Other relationships: Obviously this is a wide open context, as it depends on the nature of the relationship, but I’ll settle into the area of my close friendships, especially with those few friends I see on a regular basis. I think all elements of me come out at various times with my best friends. On one hand, I’m intensely loyal to them, and have always been to most of my closest friends throughout my life, which explains why one of my groomsmen in my wedding was my friend way back when I was 12 (and remains so). My friends are idiots sometimes (as am I), but it would take a lot for me to just jettison them from my life, because that’s the type of person I pride myself on being. The element of needing security and support really plays out here, as do both the 5 and 7 wings. I will defend the honor of my friends when they need it most, and feel like I’m generally a good buddy because of my ability to settle into my 7-wingness. My move to more healthy 9-ness is vital here, too, as I often feel much more relaxed with those people who know me best and with whom I can fully allow myself to just be with, regardless of how I actually feel in the moment. It sometimes manifest by my negative side coming out, by my allowing the fear and indecisiveness to come out, but that’s only because I feel comfortable enough with these people to let that come out.
And yet the unhealthy 3 stuff comes out with my friends a lot, too. I sometimes feel a need to be better at them at things, and this nagging sense of discord often accompanies seeing a friend accomplish something. This is an awful way to be, and it makes me sick to my stomach when it happens; I’m also working hard at pushing away those sentiments, trying to find the 9 (or even a healthier 6) in me during those times. This, I understand, will be better for everyone, as it will allow my friends to get what they need from me, free from my own hang-ups and lack of contentedness.
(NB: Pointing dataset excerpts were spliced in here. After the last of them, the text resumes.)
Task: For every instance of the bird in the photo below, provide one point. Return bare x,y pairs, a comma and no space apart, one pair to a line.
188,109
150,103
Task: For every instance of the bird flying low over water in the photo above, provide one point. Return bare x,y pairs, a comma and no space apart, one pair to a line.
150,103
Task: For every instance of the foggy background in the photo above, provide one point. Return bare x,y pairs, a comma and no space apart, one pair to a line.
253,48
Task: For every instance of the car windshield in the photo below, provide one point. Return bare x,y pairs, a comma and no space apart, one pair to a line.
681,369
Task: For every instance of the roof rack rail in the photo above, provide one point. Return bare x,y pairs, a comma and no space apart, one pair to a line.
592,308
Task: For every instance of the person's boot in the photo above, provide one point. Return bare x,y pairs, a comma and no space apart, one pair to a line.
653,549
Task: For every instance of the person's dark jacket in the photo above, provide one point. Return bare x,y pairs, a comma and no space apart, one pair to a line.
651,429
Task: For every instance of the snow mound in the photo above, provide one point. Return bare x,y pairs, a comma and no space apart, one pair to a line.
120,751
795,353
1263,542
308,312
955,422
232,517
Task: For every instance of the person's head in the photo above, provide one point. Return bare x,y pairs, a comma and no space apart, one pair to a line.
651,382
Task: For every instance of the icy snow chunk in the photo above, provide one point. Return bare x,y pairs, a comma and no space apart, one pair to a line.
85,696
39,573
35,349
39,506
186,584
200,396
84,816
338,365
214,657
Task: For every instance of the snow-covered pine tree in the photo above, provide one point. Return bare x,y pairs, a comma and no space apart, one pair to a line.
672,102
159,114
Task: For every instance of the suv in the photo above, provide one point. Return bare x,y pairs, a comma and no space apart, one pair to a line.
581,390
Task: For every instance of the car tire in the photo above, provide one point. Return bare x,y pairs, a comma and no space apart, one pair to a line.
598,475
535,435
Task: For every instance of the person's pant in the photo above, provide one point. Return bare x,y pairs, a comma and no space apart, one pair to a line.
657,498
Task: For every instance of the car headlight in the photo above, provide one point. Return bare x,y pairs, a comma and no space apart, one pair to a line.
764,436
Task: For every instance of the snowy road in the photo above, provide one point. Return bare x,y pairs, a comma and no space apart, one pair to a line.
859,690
Faith: This is a complicated one. It worries me, too, because my 6-ness screams something about me that I don’t like: there’s a chance I’ve stuck to my faith out of a sense of loyalty. Now, I don’t believe this is true all the time, and I don’t believe it’s true at this point, but I do think there were times when I was in college where I had a chance to turn a different direction, but didn’t out of a loyalty to what I’d always believed. Over time, I’ve made it my own, and the loyalty stems from a sense of knowing who God is, rather than one that is bent upon not wanting to disappoint my family or something more along those lines. But there’s still that creeping sense, and it’s something I need to work to develop as a I continue to get older. In other words, the more I feel connected to God, the less it feels like I’m part of this family of faith because I feel like I should and more like it’s because it’s what I know is right. Most of the time, it’s the latter, but I’d be lying if I didn’t acknowledge that the former rears its head from time to time. Sometimes more often than I’d like.
And so I seek to find a place where I realize where my ultimate security comes from, and I think that’s the whole point of this Enneagram thing anyway. I’m supposed to remember that, above all else, I am who I am because that’s the way I was made, and that the Creator, not only of me but of all things, loves me just as I am.